El otro día, en el homenaje a Isaías Carrasco, asesinado por ETA hace seis años, Patxi López volvió a tirar de brocha gorda. O de repertorio, tanto da. Llamó a sus compañeros y compañeras “a ganar la batalla a las ideas que hicieron que jóvenes vascos se convirtieran en terroristas”. Es decir, que si no llega a haber sido por las tales ideas, los jóvenes en cuestión habrían acabado siendo probos ciudadanos. Peculiar relación causa-efecto que llevada a sus últimas consecuencias libraría de responsabilidad casi a cualquier criminal. Rousseau de chicha y nabo: el hombre es bueno por naturaleza pero hay unos entes perversos que se dedican a llenar las cabezas de pájaros y luego pasa lo que pasa. Y colorín colorado, este cuento se ha acabado.
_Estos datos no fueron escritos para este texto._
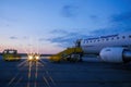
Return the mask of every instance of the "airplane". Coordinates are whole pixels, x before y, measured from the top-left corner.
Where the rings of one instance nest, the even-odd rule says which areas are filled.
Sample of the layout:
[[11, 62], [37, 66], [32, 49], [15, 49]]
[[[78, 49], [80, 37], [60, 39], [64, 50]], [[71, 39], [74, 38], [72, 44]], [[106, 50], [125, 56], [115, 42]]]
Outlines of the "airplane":
[[99, 54], [105, 62], [131, 61], [131, 32], [81, 39], [78, 44], [85, 54]]

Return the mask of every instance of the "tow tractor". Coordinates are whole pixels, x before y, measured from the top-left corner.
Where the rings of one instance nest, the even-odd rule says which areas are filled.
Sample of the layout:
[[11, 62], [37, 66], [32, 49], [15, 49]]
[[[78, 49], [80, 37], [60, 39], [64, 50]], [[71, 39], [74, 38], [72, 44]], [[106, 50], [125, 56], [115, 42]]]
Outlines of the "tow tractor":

Pues no, ni siquiera ha empezado. Esa simpleza sonrojante no explica por qué hay miles y miles de personas que, teniendo convicciones no muy distantes a esas a las que López atribuye la condición de semilla de mal, jamás han tocado un pelo a nadie. No solo eso: la inmensa mayoría de los contaminados están —o sea, estamos— en primera fila de la denuncia de los que abogan por el uso de la violencia.
Teniendo en cuenta que según el auditorio, el momento y sus aspiraciones, el secretario general del PSE cambia de discurso como de corbata, no es fácil establecer cuáles son exactamente sus ideas. Sean cuales fueren, las doy por absolutamente legítimas y respetables. Incluso teniendo la constancia de que ha habido quien las ha utilizado como excusa para dar matarile al prójimo. Ni en broma se me ocurriría sugerir que él, por pensar como piensa, puede ser un asesino.